10. Los que se oponen a la presente carta y a lo que en ella se contiene, y tienen algún derecho o interés en lo que en ella se dice, o sienten que no están de acuerdo en algunos puntos, y no han sido convocados ni oídos, deben saber, sin embargo, que la presente carta ha de considerarse siempre firme, válida y eficaz a perpetuidad, y ha de expresar y obtener plenamente todos sus efectos, y aquellos a quienes pertenece y se debe, mientras sean responsables, estarán inviolable y respectivamente obligados a observarla.
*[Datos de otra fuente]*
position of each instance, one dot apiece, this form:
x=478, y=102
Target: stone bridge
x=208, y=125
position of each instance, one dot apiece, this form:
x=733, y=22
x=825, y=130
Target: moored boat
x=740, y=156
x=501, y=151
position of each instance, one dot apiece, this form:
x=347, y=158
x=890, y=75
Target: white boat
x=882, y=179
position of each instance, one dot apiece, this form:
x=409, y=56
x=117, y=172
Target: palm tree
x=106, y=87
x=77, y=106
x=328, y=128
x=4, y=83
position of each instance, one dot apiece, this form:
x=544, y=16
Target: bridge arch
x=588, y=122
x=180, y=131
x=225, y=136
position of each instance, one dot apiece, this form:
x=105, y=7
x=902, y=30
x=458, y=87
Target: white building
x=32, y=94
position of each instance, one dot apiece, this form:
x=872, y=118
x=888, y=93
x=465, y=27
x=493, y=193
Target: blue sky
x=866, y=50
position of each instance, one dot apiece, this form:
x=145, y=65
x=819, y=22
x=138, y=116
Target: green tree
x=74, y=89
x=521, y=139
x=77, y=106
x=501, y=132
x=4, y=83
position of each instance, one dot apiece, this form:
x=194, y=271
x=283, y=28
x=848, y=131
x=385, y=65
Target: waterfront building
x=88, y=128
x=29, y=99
Se considerará que cualquier persona, a sabiendas o irresponsablemente, ha hecho algo diferente.

11. Puesto que las normas Nuestras y de la Cancillería Apostólica no están en conflicto con el derecho establecido (que no debe ser suprimido hasta que sea necesario) y con las Constituciones y disposiciones promulgadas hasta ahora por Alejandro III, Gregorio X, Clemente V y Pío IV y por los demás Pontífices Romanos Nuestros predecesores sobre la elección del Sumo Pontífice, deseamos que las disposiciones de esas cartas se expresen plena y suficientemente en el presente, como si se insertaran palabra por palabra, y ordenamos a quien esté en contra que todo su contenido siga siendo válido en toda su fuerza.

12. Deseamos además, y por autoridad apostólica lo ordenamos, que a las copias de esta carta, aunque sean impresas, firmadas por la mano de un notario público y que lleven el sello de una persona constituida en dignidad eclesiástica, se les dé la misma credibilidad, tanto en los tribunales como en cualquier otro lugar, que se le daría a esta carta si fuera exhibida o mostrada.

13. Por lo tanto, está absolutamente prohibido que alguien arranque esta página de Nuestras concesiones, facilidades, dispensas, ordenaciones, decretos, mandatos, testamentos y renuncias o que se oponga a ella con un gesto temerario; si alguien se atreve a hacerlo, que sepa que incurrirá en la ira de Dios Todopoderoso y de los benditos Apóstoles Pedro y Pablo.

Dado en el monasterio de los Cartujos, cerca de Florencia, en el año de la Encarnación del Señor de 1798, el 13 de noviembre, en el vigésimo cuarto año de Nuestro Pontificado.